Zaki berseru tertahan. "Jangan!" Ia meneguk air liurnya. Tubuhnya terasa ngilu, kembali teringat bagaimana pukulan itu terasa mengenai tubuhnya. "Kalau sampai Bang Adam tau, mereka bakal lebih parah dari ini."
"Tapi kalau kita diam, mereka juga bakal mukulin kamu, Ki."
Zaki menggeleng. "Seenggaknya, gak separah kalau kita kasih tau Kak Mona."
Tora menatap teman sekelasnya itu dengan serius. Berusaha merasakan ketakutan yang menyelimuti pemuda berambut keriting tersebut. "Semuanya bakal baik-baik aja, Ki. Kalau aku enggak gerak, buat apa aku di seksi kedisiplinan. Bang Bima udah kelewatan kali ini."
Sebenarnya Zaki merasa lega, tapi rasa takut itu turut mengiringi. Membuat dirinya merasa tidak tenang sedikit pun. Bukan hanya itu, perasaannya terasa lebuh buruk. Ia merasa akan ada kejadian tidak mengenakkan jika Tora tetap melaporkan kejadian tersebut pada Mona atau bahkan Adam.
"Ini adalah peringatan." Zaki bersuara. "Bang Bima bilang gitu sebelum dia pergi."
Tora menoleh. *Peringatan?"
Zaki mengangguk. Ia sendiri tidak mengerti peringatan tentang apa, tapi setidaknya ia tidak mau ada yang mendapatkan luka fisik yang sama seperti dirinya.
***
Wira tidak bersuara sedikit pun sejak ia menjemput Tora di kelasnya untuk pergi ke ruangan OSIS atas panggilan rapat. Bukan rapat dadakan atau bahkan rapat bulanan. Rapat bulanan sudah mereka lakukan minggu lalu. Rapat kali ini bertujuan pada acara tahunan sekolah yang masih sebulan lebih lagi.
Tora terlihat tidak ingin diganggu di mata Wira. Berbeda dengan Yuna. Ia tidak berbicara lagi dengan Yuna sejak kejadian di kantin yang berniat menjebak Yuna dan beberapa Burung Hantu. Mereka benar-benar kembali ke masa pertama kali bertemu, terasa canggung.

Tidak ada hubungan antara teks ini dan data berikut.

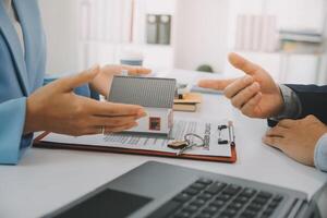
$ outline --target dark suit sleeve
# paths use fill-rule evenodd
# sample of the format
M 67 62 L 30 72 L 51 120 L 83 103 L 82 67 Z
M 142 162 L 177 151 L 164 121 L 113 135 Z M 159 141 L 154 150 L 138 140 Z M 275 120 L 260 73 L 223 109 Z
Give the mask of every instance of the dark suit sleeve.
M 327 124 L 327 86 L 289 84 L 287 86 L 298 95 L 301 101 L 300 118 L 313 114 Z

Tidak ada yang mengeluarkan suara untuk mencairkan suasana.
KAMU SEDANG MEMBACA
Student Council ✅
Genç KurguTora tidak menyangka, jika menjadi anggota OSIS di SMA Wina Dharma justru menjadi sakelar terburuk yang pernah ia hidupkan. Demi mempertahankan beasiswanya, ia terpaksa menjadi anggota OSIS di sekolah elit dengan berbagai jenis murid di dalamnya. T...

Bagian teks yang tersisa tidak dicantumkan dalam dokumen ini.